Taking such a stand against the conservative tide would take courage. But it would mark President Obama as a man who has developed a strong economic policy of his own, a man eager to use his bully pulpit to promote that policy and explain to the voters why it is right.
Exeter, N.H., April 11, 2011
To the Editor:
Paul Krugman’s column about President Obama’s caving in to Republicans on budget cuts does not go far enough, though it is accurate in depicting Mr. Obama as missing a chance to distinguish himself as a man of the people. The House budget proposal presented by Representative Paul D. Ryan last week would largely privatize Medicare and make major cuts to Medicaid, while at the same time cutting taxes for corporations and the wealthy.
It is clear, as Mr. Krugman says, that this could be a great political opportunity for leadership. But President Obama, concerned only about winning back independents, races up the steps of the Lincoln Memorial to tout Friday’s last-minute budget deal to keep the government from shutting down.
Our president is not just missing — he has gone over to the other side.
STEPHEN F. DESMOND
Smithfield, R.I., April 11, 2011
To the Editor:
Nicholas D. Kristof (“Why Pay Congress?,” column, April 7) succinctly summarizes mainstream economic theory about deficits, recessions and priorities. First, spend and borrow your way out of a recession, even if it deepens the deficit, and only then tackle the structural basis of long-term deficits.
But House Republicans persist in seeking mammoth immediate budget cuts, repeating, as Mr. Kristof warns, the mistakes of Herbert Hoover that led to the Great Depression, and, more recently, of Japan’s leaders in the 1990s, which led to that nation’s “lost decade.”

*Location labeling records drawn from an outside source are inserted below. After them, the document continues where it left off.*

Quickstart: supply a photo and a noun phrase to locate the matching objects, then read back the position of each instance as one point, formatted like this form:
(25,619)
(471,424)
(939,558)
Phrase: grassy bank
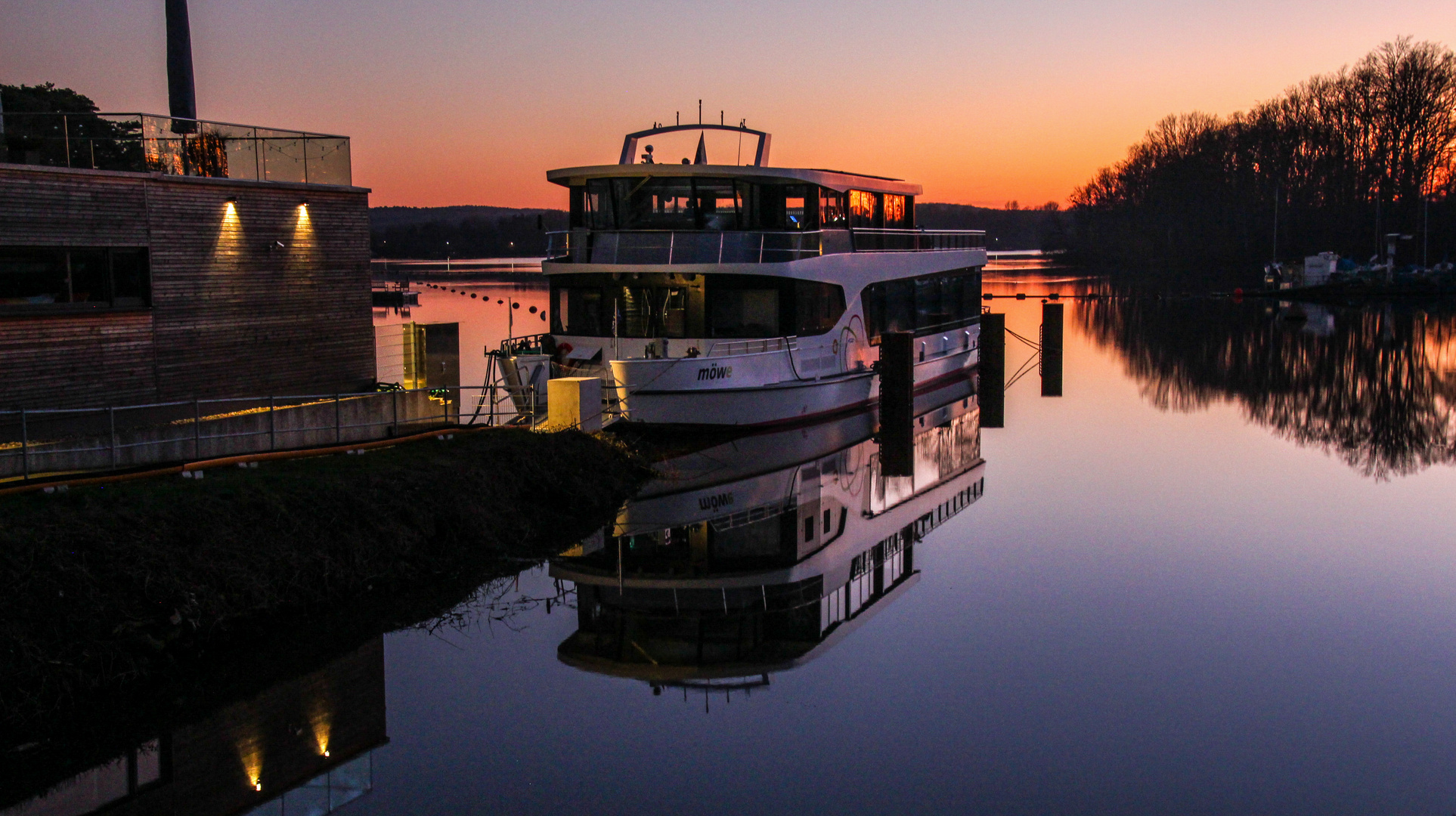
(116,586)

And on Friday, after the last-minute budget deal, Speaker John A. Boehner said Republicans fought “to keep government spending down because it really will in fact help create a better environment for job creators in our country.”

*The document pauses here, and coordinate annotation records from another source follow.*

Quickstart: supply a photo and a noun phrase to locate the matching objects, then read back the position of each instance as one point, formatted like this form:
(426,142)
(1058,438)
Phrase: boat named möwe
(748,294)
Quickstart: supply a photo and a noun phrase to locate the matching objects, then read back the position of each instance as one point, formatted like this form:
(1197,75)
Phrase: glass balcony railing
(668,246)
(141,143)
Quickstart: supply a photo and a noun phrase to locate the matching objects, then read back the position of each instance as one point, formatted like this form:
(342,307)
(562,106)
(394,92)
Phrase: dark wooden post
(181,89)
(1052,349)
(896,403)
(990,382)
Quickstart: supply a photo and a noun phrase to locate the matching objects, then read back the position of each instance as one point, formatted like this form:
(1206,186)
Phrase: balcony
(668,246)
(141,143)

There is no way that can be true; it is utter economic nonsense. But House Republicans keep repeating things that just aren’t so, as if repetition would make what is wrong acceptable. They are wrong on economic theory, wrong on what creates jobs, wrong to ignore history, wrong not to include revenue increases (we are one of the most lightly taxed advanced nations in the world, which is assuredly a large part of our problems), and wrong to hurt so many people as their policies, if enacted, undoubtedly would.
BASIL J. WHITING
Brooklyn, April 9, 2011
To the Editor:
Many of today’s most fervent deficit hawks discovered their concerns about a deficit crisis only after the election of President Obama. In fact, during the Bush administration many of them, including Representative Paul D. Ryan and Speaker John A. Boehner, supported major contributors to the deficit, including tax cuts during two wars, the 2006 Medicare drug benefit and the Troubled Asset Relief Program.
When Treasury Secretary Paul H. O’Neill warned of a growing deficit in 2002, and Dick Cheney responded that “Reagan proved that deficits don’t matter,” I don’t recall that any of these gentlemen saw fit to challenge him.

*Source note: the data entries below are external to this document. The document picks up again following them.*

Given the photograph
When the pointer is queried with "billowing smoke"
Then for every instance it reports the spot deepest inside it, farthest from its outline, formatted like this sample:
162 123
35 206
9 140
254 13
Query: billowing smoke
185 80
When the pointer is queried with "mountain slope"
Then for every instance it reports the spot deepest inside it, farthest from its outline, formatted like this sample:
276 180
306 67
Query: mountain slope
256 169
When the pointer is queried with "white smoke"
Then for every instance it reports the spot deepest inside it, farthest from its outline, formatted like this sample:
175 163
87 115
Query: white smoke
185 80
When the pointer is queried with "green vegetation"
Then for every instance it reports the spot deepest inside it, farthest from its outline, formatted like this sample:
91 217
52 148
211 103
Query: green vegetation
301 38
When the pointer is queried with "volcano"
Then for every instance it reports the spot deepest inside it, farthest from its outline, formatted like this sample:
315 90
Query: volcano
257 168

Charlestown, Mass., April 8, 2011
To the Editor:
Re “Budgeting for Opportunity,” by Ross Douthat (column, April 11): How could people really concerned with upward mobility and a general economic prosperity seriously pursue these ends by lowering marginal tax rates? It can’t be done. The Bush years proved that.
By proposing what amounts to a continuation of the Bush policies, Representative Paul D. Ryan and other Republican leaders prove that they aren’t really interested in general prosperity and upward mobility. The modern G.O.P. believes that the current distribution of property and opportunity is basically fair. It believes that, in essence, egalitarian measures by government entail theft.
Its anti-unionism implies that even government’s concern for equal bargaining power entails theft, for management’s unequal bargaining power represents property fairly earned. The modern G.O.P. is a Social Darwinist party. It’s time to face that fact and open an honest debate on its merits.
SOTIRIOS A. BARBER
Chicago, April 11, 2011
The writer is a professor of political science at the University of Notre Dame.